Pytest#
This tutorial demonstrates how deepchecks can be used inside unit tests performed on data or model, with the pytest
framework.
We will use the diabetes
dataset from scikit-learn, and check whether certain columns contain drift
between the training and the test sets.
import pytest
from sklearn.datasets import load_diabetes
from sklearn.model_selection import train_test_split
from deepchecks import Dataset
from deepchecks.tabular.checks import FeatureDrift
from deepchecks.tabular.suites import data_integrity
Defining Pytest Fixtures#
pytest fixtures provide a defined, reliable and consistent context for the tests. This could include environment (for
example a database configured with known parameters) or content (such as a dataset).
In this tutorial we will define a fixture that load the diabetes
dataset from scikit-learn.
@pytest.fixture(scope='session')
def diabetes_df():
diabetes = load_diabetes(return_X_y=False, as_frame=True).frame
return diabetes
Implementing the Test#
Now, we will implement a test that will check if some columns in the dataset have drifted between the train and test datasets. the test sets.
def test_diabetes_drift(diabetes_df):
train_df, test_df = train_test_split(diabetes_df, test_size=0.33, random_state=42)
train = Dataset(train_df, label='target', cat_features=['sex'])
test = Dataset(test_df, label='target', cat_features=['sex'])

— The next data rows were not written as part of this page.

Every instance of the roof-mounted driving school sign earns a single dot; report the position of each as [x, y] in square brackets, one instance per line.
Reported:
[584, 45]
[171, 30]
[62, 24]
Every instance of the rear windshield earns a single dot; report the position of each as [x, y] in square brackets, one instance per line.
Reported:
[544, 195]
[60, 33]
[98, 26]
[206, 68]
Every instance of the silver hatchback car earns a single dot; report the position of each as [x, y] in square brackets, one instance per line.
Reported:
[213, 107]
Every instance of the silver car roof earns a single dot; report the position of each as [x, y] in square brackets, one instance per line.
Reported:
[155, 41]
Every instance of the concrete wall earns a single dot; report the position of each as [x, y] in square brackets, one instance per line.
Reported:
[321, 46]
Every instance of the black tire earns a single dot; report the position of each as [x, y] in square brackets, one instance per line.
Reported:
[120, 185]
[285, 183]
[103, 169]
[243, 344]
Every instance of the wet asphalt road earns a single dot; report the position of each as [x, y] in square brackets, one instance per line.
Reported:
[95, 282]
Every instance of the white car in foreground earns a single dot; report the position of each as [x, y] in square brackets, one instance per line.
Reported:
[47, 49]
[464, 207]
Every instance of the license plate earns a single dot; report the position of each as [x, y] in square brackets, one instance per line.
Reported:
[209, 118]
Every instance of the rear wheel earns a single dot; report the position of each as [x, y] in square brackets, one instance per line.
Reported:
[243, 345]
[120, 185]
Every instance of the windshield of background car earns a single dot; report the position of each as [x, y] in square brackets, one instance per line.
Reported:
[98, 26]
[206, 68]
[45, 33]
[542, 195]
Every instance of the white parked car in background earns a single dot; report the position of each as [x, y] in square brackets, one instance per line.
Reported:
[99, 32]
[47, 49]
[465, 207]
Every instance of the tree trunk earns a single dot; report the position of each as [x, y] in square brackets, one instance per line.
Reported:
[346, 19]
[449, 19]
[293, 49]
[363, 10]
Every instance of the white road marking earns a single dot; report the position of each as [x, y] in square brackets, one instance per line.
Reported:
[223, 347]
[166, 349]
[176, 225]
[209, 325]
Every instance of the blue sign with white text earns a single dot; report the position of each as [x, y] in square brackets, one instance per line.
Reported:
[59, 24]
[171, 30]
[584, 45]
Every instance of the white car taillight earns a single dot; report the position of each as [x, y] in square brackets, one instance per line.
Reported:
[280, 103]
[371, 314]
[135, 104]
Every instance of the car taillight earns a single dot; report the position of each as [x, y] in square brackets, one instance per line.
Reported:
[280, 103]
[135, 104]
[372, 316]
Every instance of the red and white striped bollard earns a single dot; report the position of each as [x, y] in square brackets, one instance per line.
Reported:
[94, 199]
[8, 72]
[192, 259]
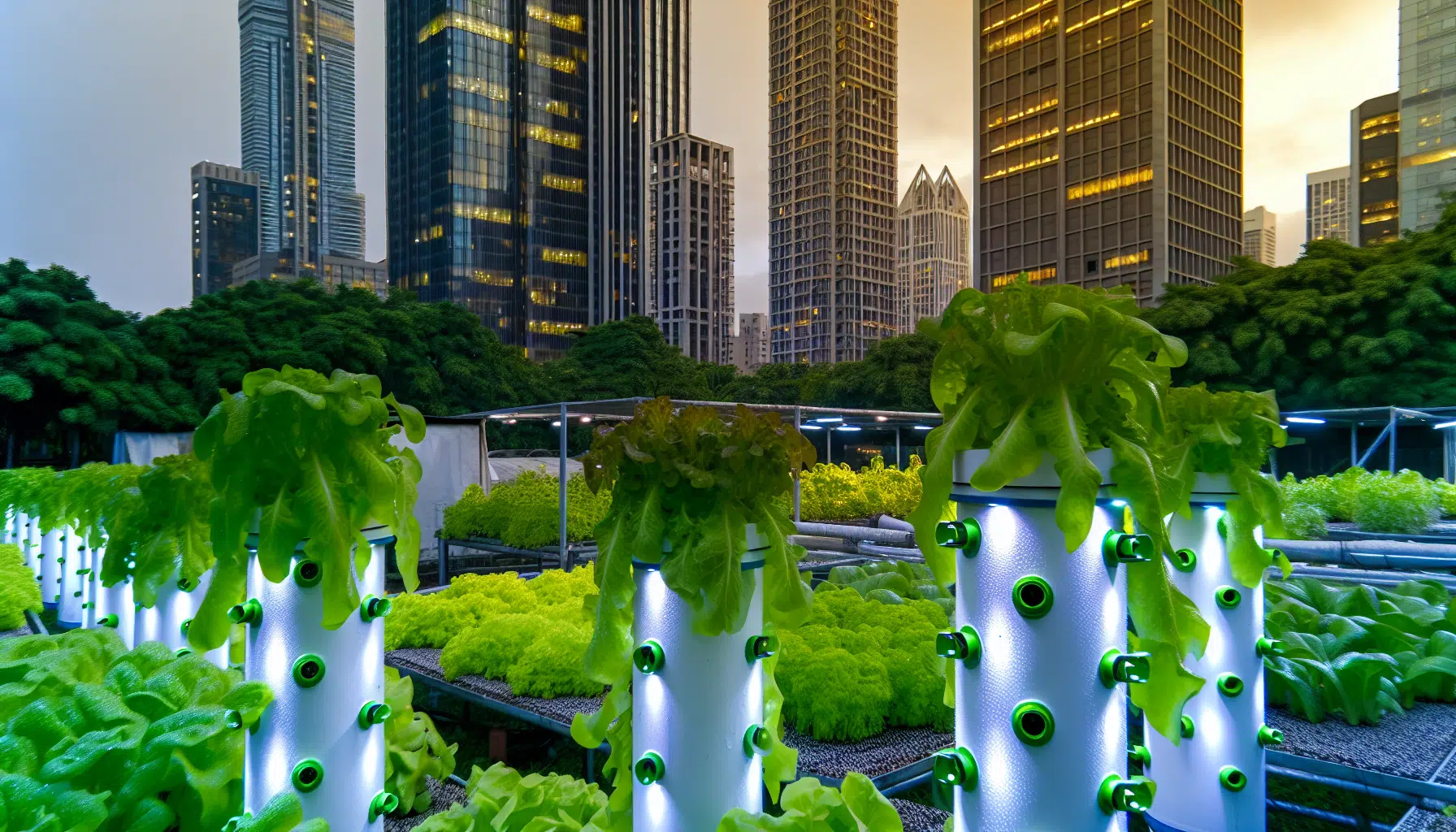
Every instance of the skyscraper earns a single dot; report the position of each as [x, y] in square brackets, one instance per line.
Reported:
[518, 159]
[297, 115]
[935, 248]
[832, 176]
[1110, 141]
[1259, 226]
[1327, 204]
[1375, 171]
[1428, 95]
[691, 220]
[224, 223]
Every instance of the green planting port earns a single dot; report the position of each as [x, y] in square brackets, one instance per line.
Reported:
[1132, 668]
[960, 535]
[648, 768]
[648, 656]
[1232, 778]
[1033, 723]
[1119, 795]
[1033, 596]
[1228, 596]
[956, 767]
[1185, 560]
[308, 775]
[1119, 548]
[757, 648]
[308, 670]
[248, 613]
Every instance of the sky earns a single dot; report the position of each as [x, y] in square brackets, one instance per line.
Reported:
[105, 106]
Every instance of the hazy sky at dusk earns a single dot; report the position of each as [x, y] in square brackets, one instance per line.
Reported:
[105, 106]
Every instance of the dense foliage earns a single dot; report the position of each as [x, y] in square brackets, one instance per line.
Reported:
[840, 493]
[860, 665]
[98, 738]
[20, 592]
[526, 512]
[1340, 327]
[1358, 652]
[1376, 501]
[312, 458]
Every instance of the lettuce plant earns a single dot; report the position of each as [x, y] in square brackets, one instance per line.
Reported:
[93, 736]
[20, 592]
[810, 806]
[308, 459]
[695, 481]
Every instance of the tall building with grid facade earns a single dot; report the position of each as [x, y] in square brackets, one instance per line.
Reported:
[1375, 171]
[518, 143]
[832, 176]
[299, 127]
[1110, 141]
[1259, 235]
[691, 222]
[935, 248]
[1428, 111]
[1327, 204]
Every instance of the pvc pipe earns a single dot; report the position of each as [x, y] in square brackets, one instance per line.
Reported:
[1191, 797]
[53, 548]
[1046, 777]
[312, 739]
[70, 613]
[696, 708]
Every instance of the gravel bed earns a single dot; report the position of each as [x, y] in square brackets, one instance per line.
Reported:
[873, 756]
[561, 708]
[1410, 747]
[919, 817]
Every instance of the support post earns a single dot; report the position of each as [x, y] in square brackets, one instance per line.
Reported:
[562, 484]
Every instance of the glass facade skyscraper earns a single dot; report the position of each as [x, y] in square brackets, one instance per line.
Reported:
[299, 126]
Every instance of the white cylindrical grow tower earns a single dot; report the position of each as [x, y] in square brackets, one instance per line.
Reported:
[696, 707]
[1213, 782]
[1042, 739]
[322, 736]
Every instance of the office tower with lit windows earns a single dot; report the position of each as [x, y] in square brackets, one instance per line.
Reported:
[1375, 171]
[832, 176]
[691, 264]
[1428, 99]
[297, 119]
[224, 223]
[935, 248]
[518, 159]
[1110, 141]
[1259, 236]
[1327, 204]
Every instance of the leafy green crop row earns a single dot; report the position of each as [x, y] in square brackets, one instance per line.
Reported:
[98, 738]
[526, 512]
[20, 591]
[838, 493]
[1376, 501]
[1358, 652]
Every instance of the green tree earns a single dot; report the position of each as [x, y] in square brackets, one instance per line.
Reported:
[1340, 327]
[72, 363]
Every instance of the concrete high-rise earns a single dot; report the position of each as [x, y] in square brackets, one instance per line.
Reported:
[1428, 97]
[518, 141]
[1259, 235]
[224, 223]
[1375, 171]
[1327, 204]
[299, 136]
[935, 248]
[1110, 141]
[691, 222]
[832, 176]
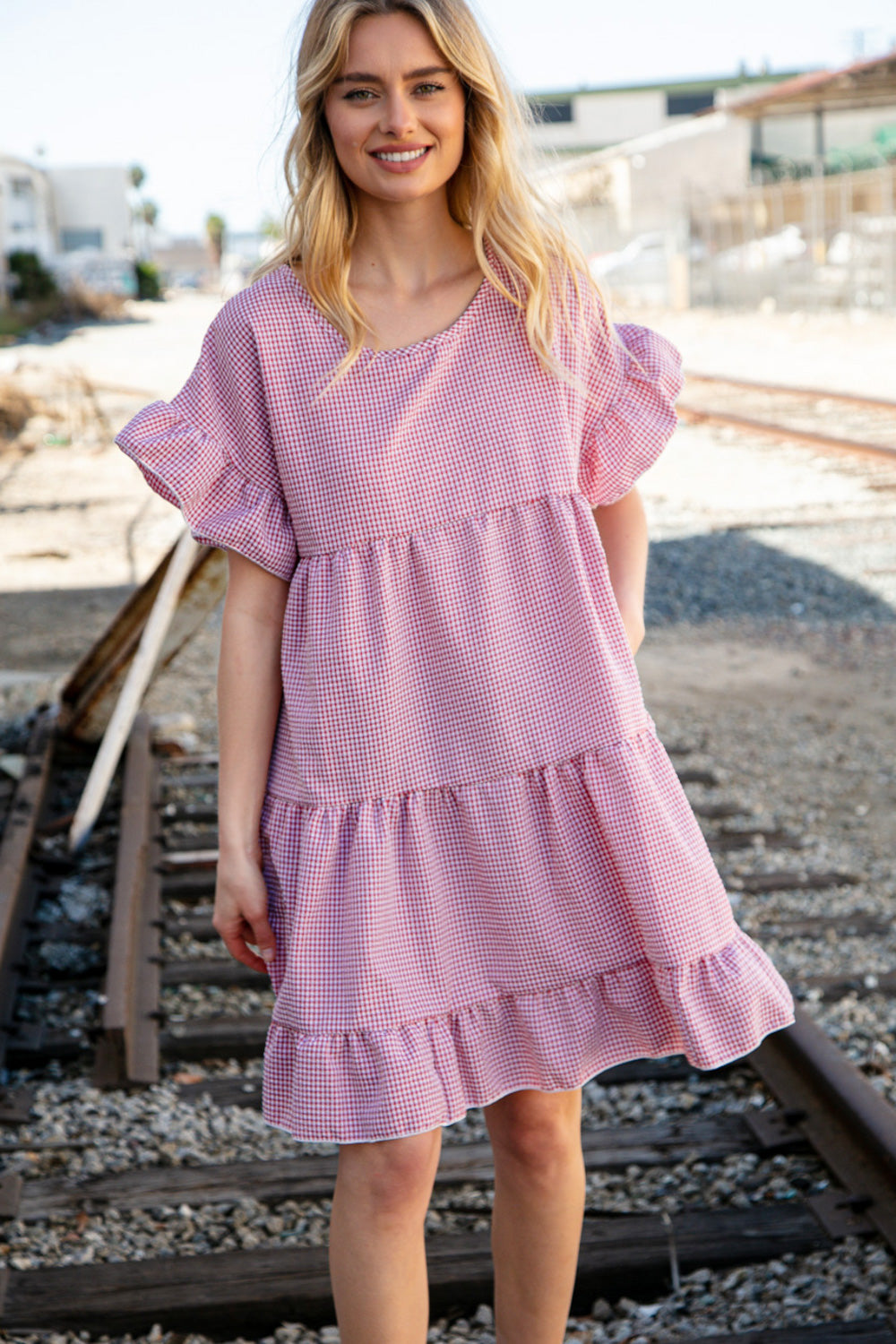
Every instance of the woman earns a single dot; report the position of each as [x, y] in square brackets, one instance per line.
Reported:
[438, 779]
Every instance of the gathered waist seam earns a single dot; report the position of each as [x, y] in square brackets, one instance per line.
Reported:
[444, 526]
[597, 750]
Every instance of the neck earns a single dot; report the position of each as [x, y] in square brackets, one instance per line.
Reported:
[408, 246]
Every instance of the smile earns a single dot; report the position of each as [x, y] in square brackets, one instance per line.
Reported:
[394, 156]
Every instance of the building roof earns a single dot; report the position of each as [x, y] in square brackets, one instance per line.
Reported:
[694, 85]
[866, 83]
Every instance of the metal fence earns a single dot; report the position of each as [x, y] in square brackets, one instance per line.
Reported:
[807, 242]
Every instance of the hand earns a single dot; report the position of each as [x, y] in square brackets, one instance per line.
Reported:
[241, 910]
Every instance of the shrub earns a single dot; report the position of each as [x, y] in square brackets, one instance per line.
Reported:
[34, 280]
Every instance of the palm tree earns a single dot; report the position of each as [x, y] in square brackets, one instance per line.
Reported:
[215, 228]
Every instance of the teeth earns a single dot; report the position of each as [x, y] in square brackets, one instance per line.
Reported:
[402, 158]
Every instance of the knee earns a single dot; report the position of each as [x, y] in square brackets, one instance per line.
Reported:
[538, 1131]
[392, 1176]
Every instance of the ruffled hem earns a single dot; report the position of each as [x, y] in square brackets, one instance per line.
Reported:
[634, 429]
[220, 505]
[360, 1086]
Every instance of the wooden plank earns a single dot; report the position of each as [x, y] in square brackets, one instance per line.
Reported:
[236, 1038]
[142, 1047]
[179, 860]
[312, 1176]
[858, 924]
[225, 1091]
[742, 839]
[88, 698]
[247, 1091]
[874, 1331]
[756, 883]
[201, 780]
[128, 1048]
[257, 1290]
[18, 892]
[244, 1038]
[110, 1067]
[137, 677]
[193, 884]
[861, 984]
[223, 970]
[198, 926]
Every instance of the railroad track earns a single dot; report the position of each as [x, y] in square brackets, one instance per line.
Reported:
[866, 426]
[155, 846]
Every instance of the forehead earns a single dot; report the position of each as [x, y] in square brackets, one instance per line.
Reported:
[392, 39]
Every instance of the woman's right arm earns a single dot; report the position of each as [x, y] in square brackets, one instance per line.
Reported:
[249, 698]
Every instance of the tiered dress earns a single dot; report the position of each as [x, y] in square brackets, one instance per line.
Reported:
[482, 871]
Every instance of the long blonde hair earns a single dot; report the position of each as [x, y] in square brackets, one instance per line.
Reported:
[489, 193]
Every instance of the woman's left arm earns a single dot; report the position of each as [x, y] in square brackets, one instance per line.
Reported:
[624, 535]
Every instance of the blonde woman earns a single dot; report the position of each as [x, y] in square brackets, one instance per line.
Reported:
[445, 820]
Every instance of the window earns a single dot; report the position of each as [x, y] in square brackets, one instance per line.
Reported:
[685, 104]
[548, 109]
[23, 204]
[73, 238]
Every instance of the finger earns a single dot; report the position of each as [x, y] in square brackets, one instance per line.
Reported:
[263, 938]
[237, 948]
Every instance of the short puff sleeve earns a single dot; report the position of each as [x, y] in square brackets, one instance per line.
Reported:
[630, 414]
[210, 451]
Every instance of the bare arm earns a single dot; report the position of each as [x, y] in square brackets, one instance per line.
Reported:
[249, 696]
[624, 535]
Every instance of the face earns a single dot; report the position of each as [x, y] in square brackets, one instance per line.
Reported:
[397, 110]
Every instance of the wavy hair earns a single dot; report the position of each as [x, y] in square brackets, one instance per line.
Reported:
[489, 193]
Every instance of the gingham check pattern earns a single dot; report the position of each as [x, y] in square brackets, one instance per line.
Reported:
[482, 871]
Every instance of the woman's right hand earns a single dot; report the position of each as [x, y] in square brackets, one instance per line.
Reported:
[241, 910]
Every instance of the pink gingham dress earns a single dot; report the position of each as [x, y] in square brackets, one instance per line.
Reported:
[482, 871]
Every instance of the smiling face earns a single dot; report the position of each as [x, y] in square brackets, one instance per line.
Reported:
[397, 110]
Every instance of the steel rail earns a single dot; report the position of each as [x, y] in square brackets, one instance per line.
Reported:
[814, 392]
[697, 416]
[828, 1099]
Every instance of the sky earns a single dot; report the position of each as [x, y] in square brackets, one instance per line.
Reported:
[199, 94]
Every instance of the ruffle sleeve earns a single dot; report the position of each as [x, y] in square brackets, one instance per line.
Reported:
[210, 451]
[630, 414]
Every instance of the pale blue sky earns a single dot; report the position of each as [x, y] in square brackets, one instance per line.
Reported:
[199, 94]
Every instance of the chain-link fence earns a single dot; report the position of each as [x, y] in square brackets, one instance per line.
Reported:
[807, 242]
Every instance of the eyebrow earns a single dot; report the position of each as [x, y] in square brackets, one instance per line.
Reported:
[360, 77]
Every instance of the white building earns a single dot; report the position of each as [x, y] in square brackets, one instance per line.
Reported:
[582, 120]
[78, 220]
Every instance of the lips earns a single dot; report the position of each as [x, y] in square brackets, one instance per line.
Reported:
[408, 153]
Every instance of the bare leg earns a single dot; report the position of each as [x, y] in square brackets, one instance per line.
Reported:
[376, 1253]
[538, 1204]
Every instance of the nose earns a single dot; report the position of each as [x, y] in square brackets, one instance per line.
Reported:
[397, 113]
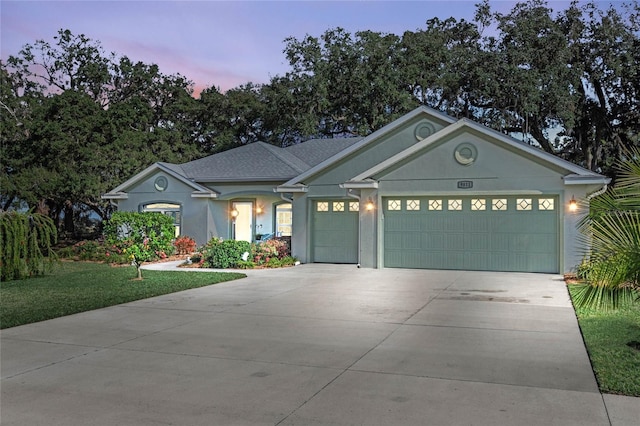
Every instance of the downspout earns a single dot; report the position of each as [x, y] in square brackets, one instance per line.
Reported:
[598, 192]
[284, 198]
[357, 197]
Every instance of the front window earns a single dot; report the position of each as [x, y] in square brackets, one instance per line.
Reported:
[169, 209]
[284, 220]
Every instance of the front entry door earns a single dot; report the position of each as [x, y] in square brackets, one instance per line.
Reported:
[243, 223]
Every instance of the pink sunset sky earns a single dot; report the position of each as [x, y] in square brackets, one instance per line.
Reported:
[217, 43]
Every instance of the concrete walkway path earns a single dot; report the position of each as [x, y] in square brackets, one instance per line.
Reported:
[316, 345]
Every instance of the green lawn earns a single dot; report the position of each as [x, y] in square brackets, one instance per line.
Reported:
[606, 335]
[80, 286]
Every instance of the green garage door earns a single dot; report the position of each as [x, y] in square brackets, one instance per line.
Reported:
[335, 231]
[488, 233]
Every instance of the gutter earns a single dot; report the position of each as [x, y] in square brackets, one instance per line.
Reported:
[357, 197]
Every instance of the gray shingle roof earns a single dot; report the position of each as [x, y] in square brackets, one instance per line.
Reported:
[260, 161]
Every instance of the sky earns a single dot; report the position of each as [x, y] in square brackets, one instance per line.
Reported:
[217, 43]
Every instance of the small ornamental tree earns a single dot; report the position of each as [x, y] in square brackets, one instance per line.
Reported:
[142, 236]
[25, 245]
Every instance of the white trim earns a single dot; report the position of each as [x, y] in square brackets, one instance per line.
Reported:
[115, 196]
[372, 137]
[364, 184]
[577, 172]
[153, 169]
[199, 194]
[586, 180]
[291, 188]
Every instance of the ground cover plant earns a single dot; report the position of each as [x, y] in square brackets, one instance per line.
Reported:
[219, 253]
[83, 286]
[612, 338]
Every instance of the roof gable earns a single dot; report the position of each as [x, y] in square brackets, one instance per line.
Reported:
[506, 142]
[364, 143]
[172, 170]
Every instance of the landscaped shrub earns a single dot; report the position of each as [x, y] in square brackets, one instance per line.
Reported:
[142, 236]
[264, 252]
[185, 245]
[218, 253]
[26, 241]
[94, 250]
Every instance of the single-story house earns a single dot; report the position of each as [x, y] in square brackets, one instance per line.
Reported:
[425, 191]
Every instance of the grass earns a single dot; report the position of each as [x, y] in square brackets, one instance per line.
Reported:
[80, 286]
[607, 336]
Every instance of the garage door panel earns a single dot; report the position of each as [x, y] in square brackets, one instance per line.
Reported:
[510, 234]
[334, 232]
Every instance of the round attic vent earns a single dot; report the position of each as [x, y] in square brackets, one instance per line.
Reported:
[424, 130]
[465, 154]
[161, 183]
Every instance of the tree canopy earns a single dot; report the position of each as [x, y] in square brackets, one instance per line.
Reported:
[77, 121]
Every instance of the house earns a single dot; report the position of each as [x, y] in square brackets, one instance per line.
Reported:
[425, 191]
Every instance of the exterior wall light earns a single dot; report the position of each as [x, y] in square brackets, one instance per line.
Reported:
[369, 206]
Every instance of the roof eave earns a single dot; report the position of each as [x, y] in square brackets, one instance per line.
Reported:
[204, 194]
[362, 184]
[576, 179]
[291, 188]
[115, 196]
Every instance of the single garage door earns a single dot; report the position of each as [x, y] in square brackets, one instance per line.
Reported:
[335, 231]
[488, 233]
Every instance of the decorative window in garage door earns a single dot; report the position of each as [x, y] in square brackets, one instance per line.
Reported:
[394, 205]
[413, 205]
[499, 204]
[545, 204]
[478, 204]
[523, 204]
[454, 205]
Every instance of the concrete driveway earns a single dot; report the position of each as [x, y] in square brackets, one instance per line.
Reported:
[315, 345]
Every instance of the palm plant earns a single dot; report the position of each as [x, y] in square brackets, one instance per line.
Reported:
[611, 270]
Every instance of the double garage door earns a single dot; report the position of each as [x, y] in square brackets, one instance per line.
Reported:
[490, 233]
[485, 233]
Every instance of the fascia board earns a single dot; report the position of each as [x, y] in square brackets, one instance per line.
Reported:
[201, 194]
[152, 169]
[536, 152]
[291, 188]
[517, 145]
[364, 184]
[115, 196]
[407, 152]
[586, 180]
[367, 140]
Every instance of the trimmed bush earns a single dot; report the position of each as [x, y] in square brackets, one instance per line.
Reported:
[142, 236]
[218, 253]
[185, 245]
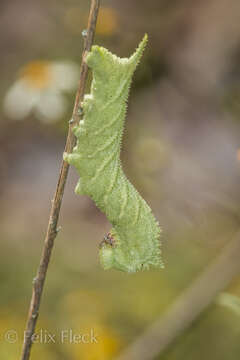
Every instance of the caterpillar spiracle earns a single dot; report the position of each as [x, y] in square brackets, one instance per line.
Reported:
[133, 242]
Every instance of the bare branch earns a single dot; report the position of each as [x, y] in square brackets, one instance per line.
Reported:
[52, 230]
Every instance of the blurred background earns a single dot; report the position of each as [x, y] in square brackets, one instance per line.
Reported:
[181, 150]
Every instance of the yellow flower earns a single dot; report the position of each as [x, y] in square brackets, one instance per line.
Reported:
[39, 89]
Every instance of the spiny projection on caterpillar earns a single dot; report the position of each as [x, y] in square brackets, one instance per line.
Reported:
[133, 242]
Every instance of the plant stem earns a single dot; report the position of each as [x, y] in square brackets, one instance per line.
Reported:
[52, 230]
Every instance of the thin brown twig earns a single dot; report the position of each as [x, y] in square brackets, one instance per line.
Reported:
[52, 230]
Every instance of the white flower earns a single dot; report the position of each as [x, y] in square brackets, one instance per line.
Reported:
[40, 89]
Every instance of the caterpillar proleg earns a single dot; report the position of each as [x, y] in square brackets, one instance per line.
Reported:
[133, 242]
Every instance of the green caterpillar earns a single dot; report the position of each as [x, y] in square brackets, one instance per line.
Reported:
[133, 242]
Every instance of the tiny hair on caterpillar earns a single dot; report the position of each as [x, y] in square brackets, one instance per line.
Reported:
[133, 243]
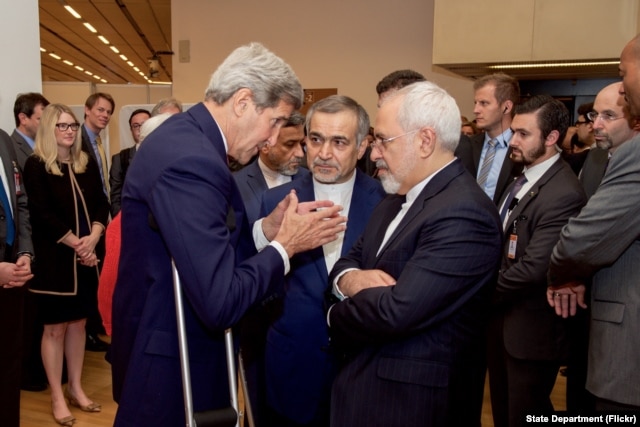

check = FeatureDrift(columns=['age', 'sex', 'bmi'])
check.add_condition_drift_score_not_greater_than(max_allowed_psi_score=0.2,
max_allowed_earth_movers_score=0.1)
result = check.run(train, test)
assert result.passed_conditions()
Please note the passed_conditions()
method of the deepchecks.core.CheckResult
object. This method will return True
if all the
conditions are met, and False
otherwise.
It’s possible to evaluate the result of a suite of checks, and to get the overall result of the test, by using the
deepchecks.core.SuiteResult.passed()
method.
def test_diabetes_integrity(diabetes_df):
ds = Dataset(diabetes_df, label='target', cat_features=['sex'])
suite = data_integrity()
result = suite.run(ds)
assert result.passed(fail_if_warning=True, fail_if_check_not_run=False)